Marianela Castillo Jaramillo, lectora contumaz e impenitente, en los madriles:

Los últimos de Filipinas en un cine de verano de mi pueblo, Armilla, en la provincia de Granada. Mi tita Lourdes, la hermana soltera de mi madre, nos llevó a verla a mi hermana, a mi prima Carmelina y a mí. Recuerdo que estaba sentada, en una silla de madera de tijera, entre mi tita y hermana. Recuerdo perfectamente, y sólo tenía cinco años, que antes de comenzar la película unos cuantos muchachos iban ofreciendo tabaco, caramelos, pipas de calabaza y polos de limón y de naranja. La tita nos compró un polo a cada una; el mío era de limón. De la película recuerdo el guerrear de los españoles y, sobre todo la música que aún recuerdo vivamente, y de que salí llorando del cine sin consuelo. La tita me dijo que si no dejaba de llorar nunca más me llevaría al cine. Lo que no recuerdo es si dejé de hacerlo. Ya ves, mi querido amigo: no me acuerdo de la mayoría de las películas que he visto hace poco, y Los últimos de Filipinas la tengo grabada a fuego. ¡Qué cosas!

Samuel Whelpley, ingeniero civil, tuitero y lector voraz, en Barranquilla (a) Caimanópolis:

​Mis primeras películas que recuerdo bien fueron llanto. Debía tener como 9 años cuando me llevaron en una matiné a ver Bambi. Lloré cuando la madre de Bambi muere y el padre se lo comunica: «Tu madre no volverá». Hubo otra berreada monumental, fue en una cinta de Franco Zefirelli que se llamaba El Campeón, con Jon Voight como un boxeador, padre soltero de un niño, que necesita dinero, y muere en el ring. Hubo otras más, pero si una película me hizo entender el cine como arte fue La piel dura, de Truffaut. Debía tener como 13 años cuando mi tío sacerdote me llevó a verlo. Ese día supe que el cine era algo más que diversión de un rato, sino un medio para contar historias, como la mía en ese momento. Recuerdo la escena. Un niño pequeño cae de un quinto piso y no le pasa nada. La mamá se desmaya de la impresión. «Los niños tienen la piel dura», le dice alguien.

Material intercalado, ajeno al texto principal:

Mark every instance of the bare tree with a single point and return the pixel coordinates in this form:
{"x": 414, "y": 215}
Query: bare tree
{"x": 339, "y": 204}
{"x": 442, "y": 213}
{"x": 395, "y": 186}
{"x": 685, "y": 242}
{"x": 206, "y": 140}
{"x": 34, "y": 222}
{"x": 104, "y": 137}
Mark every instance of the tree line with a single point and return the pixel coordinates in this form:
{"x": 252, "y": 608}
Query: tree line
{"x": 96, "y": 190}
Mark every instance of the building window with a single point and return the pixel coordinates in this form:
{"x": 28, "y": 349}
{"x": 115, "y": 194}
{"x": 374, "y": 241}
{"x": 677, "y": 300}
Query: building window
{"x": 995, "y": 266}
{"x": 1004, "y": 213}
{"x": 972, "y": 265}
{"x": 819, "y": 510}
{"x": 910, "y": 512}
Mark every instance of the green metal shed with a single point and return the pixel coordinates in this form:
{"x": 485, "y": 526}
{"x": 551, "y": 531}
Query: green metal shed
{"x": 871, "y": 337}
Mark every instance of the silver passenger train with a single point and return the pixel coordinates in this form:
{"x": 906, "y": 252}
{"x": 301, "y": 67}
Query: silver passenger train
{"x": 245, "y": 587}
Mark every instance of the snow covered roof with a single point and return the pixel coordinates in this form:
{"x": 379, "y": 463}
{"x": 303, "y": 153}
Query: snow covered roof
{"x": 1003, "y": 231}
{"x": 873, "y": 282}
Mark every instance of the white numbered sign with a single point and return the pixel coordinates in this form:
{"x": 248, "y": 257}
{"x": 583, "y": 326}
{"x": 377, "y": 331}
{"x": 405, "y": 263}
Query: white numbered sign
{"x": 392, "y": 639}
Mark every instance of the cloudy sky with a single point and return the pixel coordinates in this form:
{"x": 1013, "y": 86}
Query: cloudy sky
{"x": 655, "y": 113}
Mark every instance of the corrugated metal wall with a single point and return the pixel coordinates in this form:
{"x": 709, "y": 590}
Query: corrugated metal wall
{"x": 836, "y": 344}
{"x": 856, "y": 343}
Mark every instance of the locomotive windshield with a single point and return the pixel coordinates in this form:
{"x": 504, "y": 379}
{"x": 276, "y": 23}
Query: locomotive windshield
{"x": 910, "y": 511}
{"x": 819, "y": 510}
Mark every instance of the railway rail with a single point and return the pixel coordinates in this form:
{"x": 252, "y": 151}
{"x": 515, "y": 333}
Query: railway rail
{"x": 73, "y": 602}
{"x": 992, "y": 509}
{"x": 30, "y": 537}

Y yo, periodista, memorialista, en Weiß / Colonia, Alemania:

Tengo la duda de si la primera peli que he visto fue La señora Miniver o una  de Merle Oberon, un melodrama titulado Como te quise, te quiero. Sí sé que fue en un cine de verano, el Colón, a tres cuadras de mi casa y en terreno colindante con el viejo campo de fútbol del Recreativo, el  querido Velódromo. Y hasta puede que haya visto las dos en una sola noche, porque daban muchos programas dobles, eran los tiempos en que el metraje duraba hora y media, algo que empezó  a decaer cuando llegaron las grandes superproducciones de los años 60.

Me queda como broche de oro, Lillian, mi amiga de Jalisco, con una frase definitiva:

Pasé un par de horas tratando de responder a tu convocatoria y lo que puedo decir sin faltar a la verdad es que mi mamá nos crió en los cines de Guadalajara.